Electrical stimulation is increasingly used to modulate brain networks for clinical purposes. The basic unit of neurostimulation, a single electrical pulse, can travel through white matter to influence connected neuronal populations. However, the mechanisms by which it influences connected populations is not well understood: stimulation may excite, inhibit, or add noise to neuronal population activity. In this study, we investigated how single pulses modulate the neuronal processing of images in a well-controlled visual paradigm. In two human subjects implanted with iEEG electrodes for clinical purposes, single pulses were delivered to electrodes in white matter tracts connected to measurement electrodes in visual cortex. Images appeared on-screen at 0, 100, or 200 ms after each pulse. Using finite impulse response modeling, we decomposed the broadband and evoked potential responses into separate components induced by electrical stimulation and by visual processing. Single pulses induced transient broadband increases followed by suppression, but they did not modulate the visual broadband responses (i.e., stimulation response was additive to visual response). In contrast, single pulses elicited prominent brain stimulation evoked potentials they modulated the visual evoked potentials. Specifically, visual evoked potentials were larger when stimulation occurred closer to visual onset. This indicates that a single electrical pulse can increase the strength or synchrony of visual inputs. Overall, these findings suggest that the effects of electrical stimulation in the visual system are two-fold: stimulation induces additive effects on broadband power, possibly by adding noise, and it interacts with synchronous visual inputs to amplify them.
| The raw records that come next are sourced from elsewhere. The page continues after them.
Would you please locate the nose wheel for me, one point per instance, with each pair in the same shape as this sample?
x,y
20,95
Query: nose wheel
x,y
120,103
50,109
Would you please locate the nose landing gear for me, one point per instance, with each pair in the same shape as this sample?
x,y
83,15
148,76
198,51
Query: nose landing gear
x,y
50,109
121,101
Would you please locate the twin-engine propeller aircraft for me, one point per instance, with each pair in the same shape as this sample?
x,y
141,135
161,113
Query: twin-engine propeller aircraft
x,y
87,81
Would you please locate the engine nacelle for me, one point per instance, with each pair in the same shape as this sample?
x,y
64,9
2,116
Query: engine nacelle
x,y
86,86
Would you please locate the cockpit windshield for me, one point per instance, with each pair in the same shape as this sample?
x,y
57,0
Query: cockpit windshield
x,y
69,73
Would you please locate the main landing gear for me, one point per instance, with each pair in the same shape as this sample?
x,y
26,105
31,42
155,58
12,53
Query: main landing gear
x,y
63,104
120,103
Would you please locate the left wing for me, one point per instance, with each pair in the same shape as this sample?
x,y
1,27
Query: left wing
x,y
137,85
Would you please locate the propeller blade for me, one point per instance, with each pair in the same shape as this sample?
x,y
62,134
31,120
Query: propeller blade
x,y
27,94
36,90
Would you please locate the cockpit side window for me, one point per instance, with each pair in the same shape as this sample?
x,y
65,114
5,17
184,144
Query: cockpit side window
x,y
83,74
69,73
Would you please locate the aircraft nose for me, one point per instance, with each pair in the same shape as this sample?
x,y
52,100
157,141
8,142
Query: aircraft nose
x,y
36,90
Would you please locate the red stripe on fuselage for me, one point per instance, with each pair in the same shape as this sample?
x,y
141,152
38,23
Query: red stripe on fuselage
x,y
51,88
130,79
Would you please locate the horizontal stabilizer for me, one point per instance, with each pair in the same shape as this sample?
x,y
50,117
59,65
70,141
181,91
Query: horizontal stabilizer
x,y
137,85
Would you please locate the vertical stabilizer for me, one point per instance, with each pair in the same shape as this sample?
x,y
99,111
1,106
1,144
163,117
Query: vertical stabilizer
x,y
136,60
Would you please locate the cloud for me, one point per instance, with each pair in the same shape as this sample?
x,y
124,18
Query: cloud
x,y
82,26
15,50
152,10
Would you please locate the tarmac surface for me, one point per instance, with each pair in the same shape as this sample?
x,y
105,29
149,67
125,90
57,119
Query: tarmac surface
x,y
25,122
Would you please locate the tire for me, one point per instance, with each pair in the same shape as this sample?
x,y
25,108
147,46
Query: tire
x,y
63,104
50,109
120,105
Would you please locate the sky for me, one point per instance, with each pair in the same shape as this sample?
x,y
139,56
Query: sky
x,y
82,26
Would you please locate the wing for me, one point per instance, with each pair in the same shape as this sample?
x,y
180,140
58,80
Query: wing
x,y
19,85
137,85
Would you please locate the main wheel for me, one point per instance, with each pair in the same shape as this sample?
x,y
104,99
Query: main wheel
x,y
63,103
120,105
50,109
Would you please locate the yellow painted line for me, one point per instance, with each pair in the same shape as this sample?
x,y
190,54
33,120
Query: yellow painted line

电刺激越来越多地被用于调节脑网络以达到临床目的。神经刺激的基本单位,即单个电脉冲,可以通过白质传播以影响相连的神经元群体。然而,其影响相连群体的机制尚未完全清楚:刺激可能会兴奋、抑制神经元群体活动或给其增加噪声。在本研究中,我们在一个严格控制的视觉范式中研究了单个脉冲如何调节图像的神经元处理过程。在两名因临床目的植入颅内脑电图(iEEG)电极的人类受试者中,将单个脉冲施加到与视觉皮层中的测量电极相连的白质束中的电极上。在每个脉冲后0、100或200毫秒,图像出现在屏幕上。使用有限脉冲响应建模,我们将宽带和诱发电位响应分解为由电刺激和视觉处理诱导的单独成分。单个脉冲引起短暂的宽带增加,随后是抑制,但它们并未调节视觉宽带响应(即刺激响应与视觉响应相加)。相比之下,单个脉冲引发了显著的脑刺激诱发电位——它们调节了视觉诱发电位。具体而言,当刺激发生在更接近视觉开始时,视觉诱发电位更大。这表明单个电脉冲可以增加视觉输入的强度或同步性。总体而言,这些发现表明电刺激在视觉系统中的作用是双重的:刺激可能通过增加噪声对宽带功率产生相加效应,并且它与同步视觉输入相互作用以放大它们。